Mas um velho de aspecto sobre-humano,
Que ficava nas praças, entre a gente,
Fitou-nos com clareza e desengano,
E negou co´a cabeça e mais co´a mente;
Alto, o brado latino-americano
Se fez mais claro que a aurora vidente.
E nós, de ouvido aberto (e olhar estreito),
Capitalistas: já não tem mais jeito...

– “Ó glória de comprar! Ó vã cobiça!
Desta vaidade a que chamamos Posses!
Podem chamar-se Bens! Também Divisa!
Aumentam tua sede!
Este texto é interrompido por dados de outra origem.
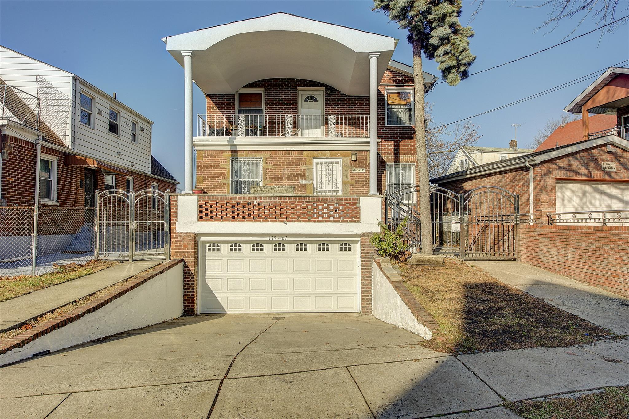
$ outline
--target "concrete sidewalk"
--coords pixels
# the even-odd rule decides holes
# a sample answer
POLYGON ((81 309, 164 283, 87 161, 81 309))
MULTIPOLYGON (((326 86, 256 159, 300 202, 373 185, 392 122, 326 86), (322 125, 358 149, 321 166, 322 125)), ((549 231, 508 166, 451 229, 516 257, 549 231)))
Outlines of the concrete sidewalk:
POLYGON ((130 278, 161 261, 125 262, 85 276, 0 302, 0 332, 130 278))
POLYGON ((591 323, 629 334, 629 298, 515 261, 467 263, 591 323))
POLYGON ((351 313, 181 317, 0 368, 0 411, 515 419, 506 400, 629 384, 626 339, 458 357, 422 340, 351 313))

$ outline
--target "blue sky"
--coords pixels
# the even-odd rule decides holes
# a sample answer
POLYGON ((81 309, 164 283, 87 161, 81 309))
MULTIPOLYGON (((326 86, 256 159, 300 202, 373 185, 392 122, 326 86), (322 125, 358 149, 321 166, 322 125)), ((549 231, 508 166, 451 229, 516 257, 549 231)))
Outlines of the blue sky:
MULTIPOLYGON (((518 58, 586 32, 586 20, 569 35, 576 19, 553 31, 535 28, 547 9, 540 2, 486 1, 471 23, 477 55, 470 72, 518 58)), ((0 3, 0 44, 75 73, 155 121, 153 154, 179 180, 183 180, 183 69, 160 40, 235 20, 276 11, 396 37, 393 58, 412 63, 406 31, 370 10, 370 1, 8 1, 0 3), (28 24, 26 23, 28 22, 28 24)), ((477 3, 463 2, 467 24, 477 3)), ((621 13, 619 17, 623 16, 621 13)), ((629 58, 629 24, 613 35, 593 33, 514 64, 472 76, 455 87, 445 83, 428 95, 436 122, 447 123, 528 96, 629 58)), ((439 75, 434 62, 424 69, 439 75)), ((590 83, 584 82, 521 104, 475 118, 482 135, 479 145, 507 146, 518 129, 520 145, 529 141, 550 117, 590 83)), ((194 113, 205 113, 201 90, 194 92, 194 113)))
E como tosses!
Não sabes que não há maior premissa
Que a de calcular que, se tu não fosses
Tão rico, a Etiópia e Angola
Teriam mais comida e mais escola?

– “Besta inquietação d´alma e da grana
Que resume tudo a Poder e Impérios!
Tão tolos, que não passa uma semana,
Sem que haja inúteis, fortes, deletérios
Assassinatos! – Sim, porque é insana
A boca que não grita os casos sérios
Ocorrendo, em jornais, na própria vida,
A tanta gente pobre, desvalida!

– “Mas não! Queres comprar! Comprar! Só isso!
O que causa esta fome, este vazio?
Talvez porque tu sejas tão submisso
Que nem discernes nada? És arredio?
Impõem sobre teus pés um precipício,
Mas te endividas, e o teu toque é frio?
Será que, na verdade, não tens medo
De que, sem posses, saibam teu segredo?”

 * * *

Marcelo Moraes Caetano é Professor de Português e Literatura; Gramático; Crítico literário; Tradutor de Alemão, Inglês, Francês e Italiano; Estudioso de Latim, Grego e Mandarim. Escritor e poeta, com 14 livros publicados, e várias premiações (Academia Brasileira de Letras, ONU, UNESCO, Fundação Guttenberg, Sesi, Firjan). Seu lançamento mais recente é a Gramática Reflexiva da Língua Portuguesa, lançada na XIV Bienal Internacinal de Literatura do Rio de Janeiro, em 2009

  * * *

Canto IV - Episódio do Velho do Restelo. D´Os Lusíadas, de Luís Vaz de Camões.

94

Mas um velho d'aspeito venerando,
Que ficava nas praias, entre a gente,
Postos em nós os olhos, meneando
Três vezes a cabeça, descontente,
A voz pesada um pouco alevantando,
Que nós no mar ouvimos claramente,
C'um saber só de experiências feito,
Tais palavras tirou do experto peito:

95

—"Ó glória de mandar! Ó vã cobiça
Desta vaidade, a quem chamamos Fama!
Ó fraudulento gosto, que se atiça
C'uma aura popular, que honra se chama!
Que castigo tamanho e que justiça
Fazes no peito vão que muito te ama!
Que mortes, que perigos, que tormentas,
Que crueldades neles experimentas!

96

— "Dura inquietação d'alma e da vida,
Fonte de desamparos e adultérios,
Sagaz consumidora conhecida
De fazendas, de reinos e de impérios:
Chamam-te ilustre, chamam-te subida,
Sendo dina de infames vitupérios;
Chamam-te Fama e Glória soberana,
Nomes com quem se o povo néscio engana!

97

—"A que novos desastres determinas
De levar estes reinos e esta gente?
Que perigos, que mortes lhe destinas
Debaixo dalgum nome preminente?
Que promessas de reinos, e de minas
D'ouro, que lhe farás tão facilmente?
Que famas lhe prometerás? que histórias?
Que triunfos, que palmas, que vitórias?